When you arrive early, I love that. You can come in and knock out a little cardio to get that blood flowing. Or if they want to stay after and do something for a while, I totally encourage that. I usually say to keep it a little light, keep it simple, don’t overdo it if they stay after. But normally I would I give them some form of homework. Or I might say, “Hey, I already put you through the ringer. That’s all for today!”

If you have five to ten minutes to spare, do something light. Stretch yourself out. I’ll show you a couple of different things to do during that recovery time we talked about. So you’ve got a bit of a baseline to follow for the next 4-8 weeks. We’ll usually change it out around then, just depending on where you’re at.

Training Evolution

How do you keep it interesting? Training is about repetition, but there’s a limit to what we can handle…

It doesn’t make sense for us to do a new routine every single week, especially as we’re trying to build a habit. Habits have to be built by doing stuff over and over. We’ll change a few aspects here and there, with a certain exercise — maybe increase sets, increase reps, increase the weight, time, attention — there’s a lot of factors we can change, but still have the same movement.

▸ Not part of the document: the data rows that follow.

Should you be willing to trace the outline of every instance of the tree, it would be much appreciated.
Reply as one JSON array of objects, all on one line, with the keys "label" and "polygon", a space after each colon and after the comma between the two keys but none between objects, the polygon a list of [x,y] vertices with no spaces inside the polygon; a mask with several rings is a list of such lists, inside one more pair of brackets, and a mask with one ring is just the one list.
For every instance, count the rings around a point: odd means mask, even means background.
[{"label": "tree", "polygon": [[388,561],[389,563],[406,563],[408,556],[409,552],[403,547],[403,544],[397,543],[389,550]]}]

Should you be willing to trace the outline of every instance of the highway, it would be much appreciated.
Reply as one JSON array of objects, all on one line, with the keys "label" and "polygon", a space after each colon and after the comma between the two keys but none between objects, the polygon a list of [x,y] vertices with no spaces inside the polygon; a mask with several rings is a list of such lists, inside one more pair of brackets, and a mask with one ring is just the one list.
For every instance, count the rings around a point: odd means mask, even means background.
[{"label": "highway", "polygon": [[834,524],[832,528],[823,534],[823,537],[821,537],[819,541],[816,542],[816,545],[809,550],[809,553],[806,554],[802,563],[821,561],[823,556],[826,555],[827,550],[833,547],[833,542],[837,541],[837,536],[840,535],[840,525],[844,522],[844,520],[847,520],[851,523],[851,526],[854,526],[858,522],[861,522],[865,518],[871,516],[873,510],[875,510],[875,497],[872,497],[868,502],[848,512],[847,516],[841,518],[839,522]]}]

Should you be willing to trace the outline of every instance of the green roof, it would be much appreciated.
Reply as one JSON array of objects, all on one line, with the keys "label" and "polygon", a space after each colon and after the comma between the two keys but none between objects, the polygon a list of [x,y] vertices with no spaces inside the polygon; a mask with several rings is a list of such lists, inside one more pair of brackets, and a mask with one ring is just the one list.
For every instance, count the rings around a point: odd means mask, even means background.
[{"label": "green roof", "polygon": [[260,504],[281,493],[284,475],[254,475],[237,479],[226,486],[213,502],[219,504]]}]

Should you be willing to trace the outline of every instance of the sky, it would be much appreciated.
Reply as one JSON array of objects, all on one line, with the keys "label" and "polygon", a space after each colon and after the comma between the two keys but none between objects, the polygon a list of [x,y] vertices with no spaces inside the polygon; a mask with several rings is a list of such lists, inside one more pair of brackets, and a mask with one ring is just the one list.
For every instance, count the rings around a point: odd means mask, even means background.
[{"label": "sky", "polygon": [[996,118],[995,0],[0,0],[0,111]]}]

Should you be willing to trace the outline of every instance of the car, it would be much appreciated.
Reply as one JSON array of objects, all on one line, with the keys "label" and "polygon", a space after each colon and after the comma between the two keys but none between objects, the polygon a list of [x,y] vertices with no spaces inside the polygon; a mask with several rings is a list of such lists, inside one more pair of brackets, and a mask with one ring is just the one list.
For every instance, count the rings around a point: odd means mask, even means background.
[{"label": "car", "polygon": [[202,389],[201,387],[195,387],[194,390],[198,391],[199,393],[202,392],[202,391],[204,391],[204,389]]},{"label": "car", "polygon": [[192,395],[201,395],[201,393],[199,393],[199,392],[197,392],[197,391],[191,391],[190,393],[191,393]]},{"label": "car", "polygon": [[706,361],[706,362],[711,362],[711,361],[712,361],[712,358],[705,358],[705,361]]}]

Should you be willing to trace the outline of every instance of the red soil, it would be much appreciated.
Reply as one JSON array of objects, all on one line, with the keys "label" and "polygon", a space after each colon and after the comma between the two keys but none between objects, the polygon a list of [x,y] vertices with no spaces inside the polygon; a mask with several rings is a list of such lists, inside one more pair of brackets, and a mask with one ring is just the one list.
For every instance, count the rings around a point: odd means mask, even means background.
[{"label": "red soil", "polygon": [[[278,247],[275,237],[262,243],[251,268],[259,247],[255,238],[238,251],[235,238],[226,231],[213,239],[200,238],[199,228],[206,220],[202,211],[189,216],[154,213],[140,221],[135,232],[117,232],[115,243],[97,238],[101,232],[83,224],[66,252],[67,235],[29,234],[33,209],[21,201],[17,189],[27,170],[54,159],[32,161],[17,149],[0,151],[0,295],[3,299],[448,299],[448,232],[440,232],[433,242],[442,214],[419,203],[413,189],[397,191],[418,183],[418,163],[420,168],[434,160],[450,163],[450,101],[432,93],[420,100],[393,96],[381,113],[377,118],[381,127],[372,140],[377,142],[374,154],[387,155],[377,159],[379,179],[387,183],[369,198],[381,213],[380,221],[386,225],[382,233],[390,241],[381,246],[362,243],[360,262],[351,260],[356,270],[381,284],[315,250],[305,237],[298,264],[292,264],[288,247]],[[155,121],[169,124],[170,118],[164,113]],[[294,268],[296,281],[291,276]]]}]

Say, for a squat. I might have you do body weight squats to start off, on a box. You progress from that level, we might add some weight. And then within the third week, we’ll add a little bit more weight, or have you squat a little lower. You’ll see gym anxiety go down. There are a lot of different ways we can adjust as needed to get you there.

We plan realistically based on where you’re at, how important are these goals, whether you really want to achieve them. We create a kind of prescription, based on what you want to do and where you’re at… If you can only come in one day a week, it’s a good start — just to build the habit. 

One day’s not going to be enough as we get further into your training. If you can only do one day for now, that’s totally fine — but we will continue to encourage you to come in more often so you can really start to see these changes.

Getting Over Gym Anxiety

What would you say to someone who’s hesitant to start going to the gym because they’ve just never done it? Someone who’s a little afraid due to lack of knowledge or maybe strength or ability, coming into this fresh?

I can totally relate to that person. Someone that’s just stepping in, out of their comfort zone. What I tell everybody is that everyone in here has a story to tell, and their own reason to come in. 

Everyone starts somewhere. I was in the same place once, where never in my wildest dreams would I ever have stepped foot in the gym! I was not knowledgeable. But I was surrounded by people that were willing to help. 

And that’s the beauty of it, that there are people willing to help you — that’s the beauty of the fitness community, and the reason so much gym anxiety is unfounded. We keep our arms open, because we want to encourage people to come in.